So mit Fünfzig fragst du dich als Gig-Blogger ja schon manchmal, wie lange du noch auf Konzerte rennen willst, wo jeder denkt, der alte Sack will ja eh nur seinen Nachwuchs abholen. Wo sogar die Musiker meist deine Kinder sein könnten. Wo du dich damit abfinden musst, der Berufs-Jugendliche unter all den tatsächlich Jugendlichen zu sein. Vielleicht tut es dir da auch mal ganz gut, auf ein richtiges Erwachsenen-Konzert zu gehen.

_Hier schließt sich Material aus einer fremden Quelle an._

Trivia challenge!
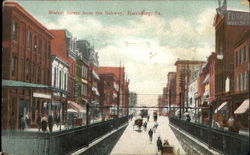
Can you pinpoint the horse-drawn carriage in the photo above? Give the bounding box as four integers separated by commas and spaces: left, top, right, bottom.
133, 118, 143, 130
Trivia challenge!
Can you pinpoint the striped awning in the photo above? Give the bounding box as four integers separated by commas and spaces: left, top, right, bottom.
234, 99, 249, 114
214, 101, 227, 113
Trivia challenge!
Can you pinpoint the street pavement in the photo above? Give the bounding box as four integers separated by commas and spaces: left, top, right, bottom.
111, 116, 185, 155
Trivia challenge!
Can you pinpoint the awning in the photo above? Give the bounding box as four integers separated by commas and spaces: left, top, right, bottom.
67, 109, 77, 113
202, 75, 210, 84
68, 101, 85, 112
92, 87, 100, 96
214, 101, 227, 113
2, 80, 50, 89
113, 93, 117, 98
92, 70, 100, 80
234, 99, 249, 114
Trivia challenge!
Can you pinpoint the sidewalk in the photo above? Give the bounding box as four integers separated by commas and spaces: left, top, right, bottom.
24, 124, 66, 132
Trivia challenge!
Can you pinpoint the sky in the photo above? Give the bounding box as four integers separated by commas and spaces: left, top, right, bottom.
14, 0, 249, 106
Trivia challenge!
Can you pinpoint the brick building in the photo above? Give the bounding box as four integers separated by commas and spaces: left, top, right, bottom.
98, 67, 129, 116
175, 59, 204, 107
232, 30, 250, 128
167, 72, 176, 106
50, 29, 77, 123
2, 2, 54, 129
98, 73, 119, 119
214, 6, 250, 119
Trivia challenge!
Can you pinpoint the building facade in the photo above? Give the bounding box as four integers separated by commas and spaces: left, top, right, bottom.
2, 2, 54, 130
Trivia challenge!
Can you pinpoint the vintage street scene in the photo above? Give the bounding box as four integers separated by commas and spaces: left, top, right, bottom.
0, 0, 250, 155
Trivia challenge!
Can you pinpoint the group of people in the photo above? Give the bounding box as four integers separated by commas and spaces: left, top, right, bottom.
19, 112, 60, 132
19, 112, 31, 130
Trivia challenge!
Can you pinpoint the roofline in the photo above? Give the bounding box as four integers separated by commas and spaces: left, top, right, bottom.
234, 28, 250, 49
174, 59, 206, 65
3, 1, 55, 39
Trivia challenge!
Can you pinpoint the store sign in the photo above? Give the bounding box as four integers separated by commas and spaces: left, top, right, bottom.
226, 11, 250, 26
33, 92, 51, 99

Y’akoto ist in den Wagenhallen, von „Deutschlandradio Kultur“ präsentiert und in „Titel Thesen Temperamente“ mit warmen Worten angekündigt. Da bist du sicher unter deinesgleichen. Feuilleton-Leser, Theater-Abonnenten, Gelegenheits-Konzertgänger, Bildungsbürgertum. Und tatsächlich, du wirst nicht enttäuscht: Silberrücken und reifere Damen reihen sich ordentlich vor dem ehemals alternativen Kulturzentrum, das seine wilden Jahren auch schon längst hinter sich und vielleicht nur noch eine kleine Zukunft vor sich hat.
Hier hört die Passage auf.